Hostd crashes repeatedly after installing Nvidia VIBs in ESXi 8.0
search cancel

Hostd crashes repeatedly after installing Nvidia VIBs in ESXi 8.0

book

Article ID: 320581

calendar_today

Updated On:

Products

VMware vSphere ESXi

Issue/Introduction

Symptoms:
Hostd process crashes repeatedly after installing Nvidia VIBs.

/var/run/log/hostd.log on the ESXi host contains the following entries:
YYYY-MM-DDTHH:mm:ss Er(163) Hostd[20459428]: [Originator@6876 sub=Hostsvc] Feature capability "svga0*svga.basecapslevel" values 7 and 9 differ
YYYY-MM-DDTHH:mm:ss Er(163) Hostd[20459428]: [Originator@6876 sub=Hostsvc] Feature capability "svga0*svga.maxpointsize" values 63 and 189 differ
YYYY-MM-DDTHH:mm:ss Er(163) Hostd[20459428]: [Originator@6876 sub=Hostsvc] Feature capability "svga0*svga.maxtexturesize" values 8192 and 32768 differ
YYYY-MM-DDTHH:mm:ss Er(163) Hostd[20459428]: [Originator@6876 sub=Hostsvc] Feature capability "svga0*svga.maxvolumeextent" values 2048 and 16384 differ
YYYY-MM-DDTHH:mm:ss Er(163) Hostd[20459428]: [Originator@6876 sub=Hostsvc] Feature capability "svga16*svga.basecapslevel" values 7 and 9 differ
YYYY-MM-DDTHH:mm:ss Er(163) Hostd[20459428]: [Originator@6876 sub=Hostsvc] Feature capability "svga16*svga.maxpointsize" values 63 and 189 differ
YYYY-MM-DDTHH:mm:ss In(166) Hostd[20460760]: - time the service was last started YYYY-MM-DDTHH:mm:ss, Section for VMware ESX, pid=20460760, version=8.0.1, build=22088125, option=Release


Environment

VMware vSphere ESXi 8.0
VMware vSphere ESXi 8.0.1

Cause

This can happen when a host in EVC cluster has a graphics device in "SHARED" mode (vSGA).
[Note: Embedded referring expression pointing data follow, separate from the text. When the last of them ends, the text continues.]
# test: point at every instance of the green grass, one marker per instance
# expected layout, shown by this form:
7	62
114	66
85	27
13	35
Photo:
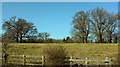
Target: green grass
90	50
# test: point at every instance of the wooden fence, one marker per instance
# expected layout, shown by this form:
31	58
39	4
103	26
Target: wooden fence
40	60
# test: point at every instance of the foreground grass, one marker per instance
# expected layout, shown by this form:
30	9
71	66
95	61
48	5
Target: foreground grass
90	50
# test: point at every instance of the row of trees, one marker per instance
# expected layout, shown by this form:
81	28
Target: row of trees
97	25
19	30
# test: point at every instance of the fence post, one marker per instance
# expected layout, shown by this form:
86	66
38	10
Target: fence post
86	62
6	58
24	59
70	61
43	60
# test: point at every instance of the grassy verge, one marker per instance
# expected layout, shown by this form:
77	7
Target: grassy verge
90	50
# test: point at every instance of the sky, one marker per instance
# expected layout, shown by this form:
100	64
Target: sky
52	17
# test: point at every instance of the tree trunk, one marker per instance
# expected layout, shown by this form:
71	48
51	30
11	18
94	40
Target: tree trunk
100	38
20	37
86	39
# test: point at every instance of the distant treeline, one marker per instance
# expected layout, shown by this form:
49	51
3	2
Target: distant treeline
93	26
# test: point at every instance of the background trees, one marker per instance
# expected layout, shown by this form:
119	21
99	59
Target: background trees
98	24
43	36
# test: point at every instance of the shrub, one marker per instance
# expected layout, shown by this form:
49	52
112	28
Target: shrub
55	54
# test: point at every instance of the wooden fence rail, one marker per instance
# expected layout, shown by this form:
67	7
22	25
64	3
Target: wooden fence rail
24	59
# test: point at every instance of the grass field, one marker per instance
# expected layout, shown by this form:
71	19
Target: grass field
89	50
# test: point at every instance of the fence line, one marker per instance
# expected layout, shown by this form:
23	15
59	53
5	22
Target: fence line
33	60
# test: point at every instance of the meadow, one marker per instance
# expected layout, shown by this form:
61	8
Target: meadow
81	50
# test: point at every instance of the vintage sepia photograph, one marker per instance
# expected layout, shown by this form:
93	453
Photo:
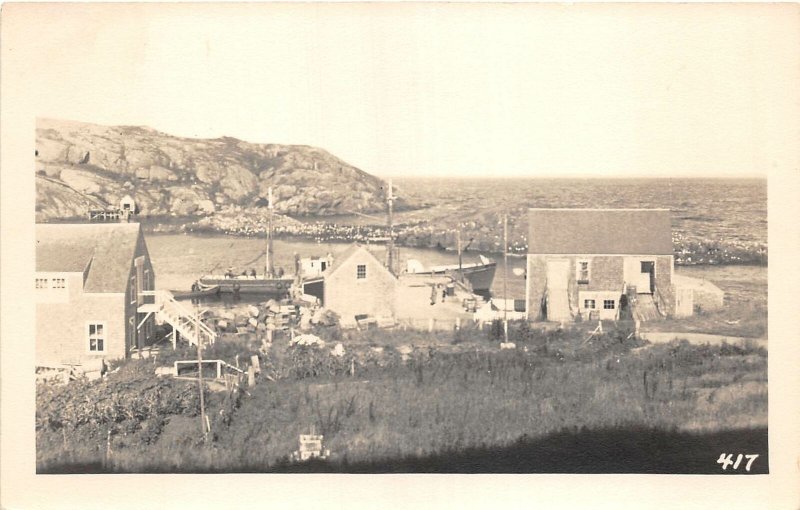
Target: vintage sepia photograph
400	238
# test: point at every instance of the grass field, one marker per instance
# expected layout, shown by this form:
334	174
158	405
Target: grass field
429	402
420	402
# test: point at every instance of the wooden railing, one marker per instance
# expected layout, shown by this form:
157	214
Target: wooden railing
185	320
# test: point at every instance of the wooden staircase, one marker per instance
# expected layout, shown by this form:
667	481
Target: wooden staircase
644	308
184	320
557	304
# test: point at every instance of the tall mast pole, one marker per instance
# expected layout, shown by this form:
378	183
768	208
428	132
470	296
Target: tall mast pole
505	277
390	254
268	263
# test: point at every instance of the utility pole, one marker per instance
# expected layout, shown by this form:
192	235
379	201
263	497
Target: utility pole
200	375
505	277
390	254
268	263
458	245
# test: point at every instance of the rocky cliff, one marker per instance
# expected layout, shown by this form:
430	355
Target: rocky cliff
81	166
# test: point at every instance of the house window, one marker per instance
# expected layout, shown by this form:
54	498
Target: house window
97	337
583	271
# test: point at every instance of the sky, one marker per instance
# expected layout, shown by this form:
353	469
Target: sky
503	90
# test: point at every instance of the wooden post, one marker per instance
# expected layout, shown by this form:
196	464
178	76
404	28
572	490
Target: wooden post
200	375
505	277
390	254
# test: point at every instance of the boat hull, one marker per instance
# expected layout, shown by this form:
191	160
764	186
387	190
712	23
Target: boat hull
480	277
273	286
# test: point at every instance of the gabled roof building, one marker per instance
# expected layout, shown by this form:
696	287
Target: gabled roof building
599	264
88	284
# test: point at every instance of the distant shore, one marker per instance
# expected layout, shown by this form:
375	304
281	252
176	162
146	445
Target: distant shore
688	251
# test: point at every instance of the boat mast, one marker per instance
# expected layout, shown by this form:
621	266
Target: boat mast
390	254
505	277
268	263
458	244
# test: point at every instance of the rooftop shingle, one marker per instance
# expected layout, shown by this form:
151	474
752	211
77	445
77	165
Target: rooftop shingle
600	231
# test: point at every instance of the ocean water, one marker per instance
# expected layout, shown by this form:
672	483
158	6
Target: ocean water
732	210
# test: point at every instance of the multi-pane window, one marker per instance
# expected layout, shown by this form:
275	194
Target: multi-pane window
97	337
583	271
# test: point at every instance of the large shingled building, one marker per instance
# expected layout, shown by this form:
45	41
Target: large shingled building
599	264
88	284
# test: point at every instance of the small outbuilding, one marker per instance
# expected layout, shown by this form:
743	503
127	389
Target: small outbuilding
599	264
88	287
358	284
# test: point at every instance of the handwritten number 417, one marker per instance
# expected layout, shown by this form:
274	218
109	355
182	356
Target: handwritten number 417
727	460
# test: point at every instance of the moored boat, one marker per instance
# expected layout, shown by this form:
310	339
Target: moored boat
480	275
271	283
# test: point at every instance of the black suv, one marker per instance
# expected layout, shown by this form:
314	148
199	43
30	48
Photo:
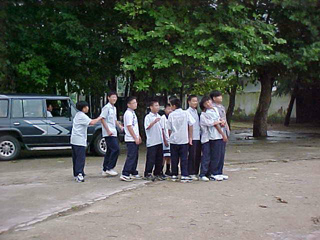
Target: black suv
36	122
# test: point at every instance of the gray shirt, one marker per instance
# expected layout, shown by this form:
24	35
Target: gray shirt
109	113
79	129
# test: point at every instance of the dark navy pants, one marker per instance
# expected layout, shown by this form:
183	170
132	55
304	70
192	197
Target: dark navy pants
111	156
217	148
205	160
154	160
179	152
78	159
130	166
194	157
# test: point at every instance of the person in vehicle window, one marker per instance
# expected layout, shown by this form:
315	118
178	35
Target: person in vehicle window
49	110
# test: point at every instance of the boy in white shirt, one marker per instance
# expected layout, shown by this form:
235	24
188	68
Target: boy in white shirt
154	143
109	124
180	130
133	140
205	123
166	144
78	139
194	157
216	97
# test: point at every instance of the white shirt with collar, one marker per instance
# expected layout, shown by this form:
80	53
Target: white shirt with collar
196	126
154	134
109	113
205	122
79	129
214	116
178	123
130	119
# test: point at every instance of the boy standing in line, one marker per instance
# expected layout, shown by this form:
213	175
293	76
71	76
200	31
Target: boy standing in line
133	140
78	139
154	143
109	124
194	158
166	144
216	97
180	130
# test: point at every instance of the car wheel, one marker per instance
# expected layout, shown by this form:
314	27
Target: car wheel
99	145
10	148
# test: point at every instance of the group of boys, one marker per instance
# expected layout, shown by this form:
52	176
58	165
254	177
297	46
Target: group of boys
179	137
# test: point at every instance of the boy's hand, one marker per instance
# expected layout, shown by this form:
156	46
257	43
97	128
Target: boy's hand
156	120
225	138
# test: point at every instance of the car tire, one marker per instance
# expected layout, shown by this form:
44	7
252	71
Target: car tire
99	145
10	148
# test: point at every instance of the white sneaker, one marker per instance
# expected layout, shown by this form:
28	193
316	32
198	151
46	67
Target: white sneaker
174	178
204	179
79	178
185	179
216	178
112	172
225	177
194	177
126	178
136	177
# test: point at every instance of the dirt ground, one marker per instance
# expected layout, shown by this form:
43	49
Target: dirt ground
273	193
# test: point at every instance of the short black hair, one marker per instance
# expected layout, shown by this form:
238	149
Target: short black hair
153	101
215	93
82	104
175	102
191	96
130	99
111	93
202	102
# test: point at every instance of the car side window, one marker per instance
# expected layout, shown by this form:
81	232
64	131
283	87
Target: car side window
17	110
58	108
33	108
4	108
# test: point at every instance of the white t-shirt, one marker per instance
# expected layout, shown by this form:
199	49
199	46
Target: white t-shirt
130	119
109	113
164	125
213	132
79	129
178	123
154	134
196	125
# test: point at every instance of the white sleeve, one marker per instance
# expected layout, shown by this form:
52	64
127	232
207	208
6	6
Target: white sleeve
146	122
128	119
104	113
191	120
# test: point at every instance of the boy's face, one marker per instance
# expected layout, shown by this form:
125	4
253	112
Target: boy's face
193	103
133	104
208	104
218	99
167	110
85	109
113	99
155	107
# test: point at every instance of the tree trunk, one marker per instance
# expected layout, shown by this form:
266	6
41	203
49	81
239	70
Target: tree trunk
290	107
260	123
232	103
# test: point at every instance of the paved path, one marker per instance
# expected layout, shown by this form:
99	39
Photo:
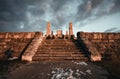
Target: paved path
58	70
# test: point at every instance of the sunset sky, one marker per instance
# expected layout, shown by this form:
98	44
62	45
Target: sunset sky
86	15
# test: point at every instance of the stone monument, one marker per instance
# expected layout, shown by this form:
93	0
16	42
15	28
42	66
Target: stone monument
70	29
48	31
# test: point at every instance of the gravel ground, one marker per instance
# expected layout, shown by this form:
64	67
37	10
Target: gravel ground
54	70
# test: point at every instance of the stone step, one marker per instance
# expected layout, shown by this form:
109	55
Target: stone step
59	55
60	45
59	48
60	52
42	50
59	58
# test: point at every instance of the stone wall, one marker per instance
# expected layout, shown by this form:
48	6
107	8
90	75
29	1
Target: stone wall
15	40
102	45
32	48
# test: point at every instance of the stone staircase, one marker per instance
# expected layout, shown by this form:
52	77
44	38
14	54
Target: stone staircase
59	50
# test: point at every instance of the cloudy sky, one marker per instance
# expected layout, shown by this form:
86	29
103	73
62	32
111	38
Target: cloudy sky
86	15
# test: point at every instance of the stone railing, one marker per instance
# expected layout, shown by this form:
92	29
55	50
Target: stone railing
32	48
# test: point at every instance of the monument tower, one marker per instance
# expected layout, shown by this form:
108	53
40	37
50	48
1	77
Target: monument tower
70	29
48	31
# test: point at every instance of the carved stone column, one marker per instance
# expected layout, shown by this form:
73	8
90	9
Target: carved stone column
48	31
70	29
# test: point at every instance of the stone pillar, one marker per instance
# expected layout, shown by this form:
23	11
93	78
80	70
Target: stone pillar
59	33
48	31
67	33
70	29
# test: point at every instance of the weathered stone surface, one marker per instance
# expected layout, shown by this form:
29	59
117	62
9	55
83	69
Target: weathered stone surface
103	44
17	40
32	48
48	30
70	29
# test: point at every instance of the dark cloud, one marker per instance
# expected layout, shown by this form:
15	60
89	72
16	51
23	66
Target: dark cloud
32	15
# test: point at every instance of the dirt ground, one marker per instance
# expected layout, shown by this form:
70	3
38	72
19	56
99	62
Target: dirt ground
52	70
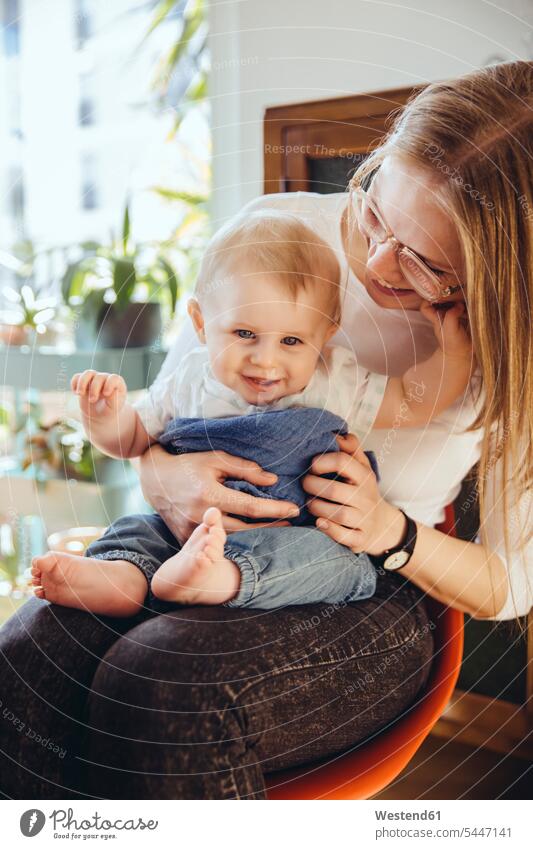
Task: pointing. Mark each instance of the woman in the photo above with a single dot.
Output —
(203, 702)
The graphics EVC mode is not applied correctly due to a bug introduced in ESXi 8.0u1.

Resolution

This will be resolved in a future release of ESXi 8.0 U2.

Workaround:
In some cases, the device should be in "SHARED_PASSTHRU" mode (vGPU) rather than "SHARED" mode. If so, we can work around this issue by placing the device in "SHARED_PASSTHRU" mode. To remove the "SHARED" config on the Nvidia devices by executing the following commands in an SSH session on all affected ESXi hosts:

  1. configstorecli config current get -c esx -g graphics -k devices
  2. configstorecli config current delete -c esx -g graphics -k devices --all
  3. localcli graphics host set --default-type SharedPassthru
  4. reboot

This should place the device(s) in vGPU mode and workaround the problem.

Additional Information

Impact/Risks:
Hostd repeatedly crashing will cause the host to disconnect from vCenter, and users will be unable to perform some basic tasks such as create new VMs, vMotion existing VMs, etc.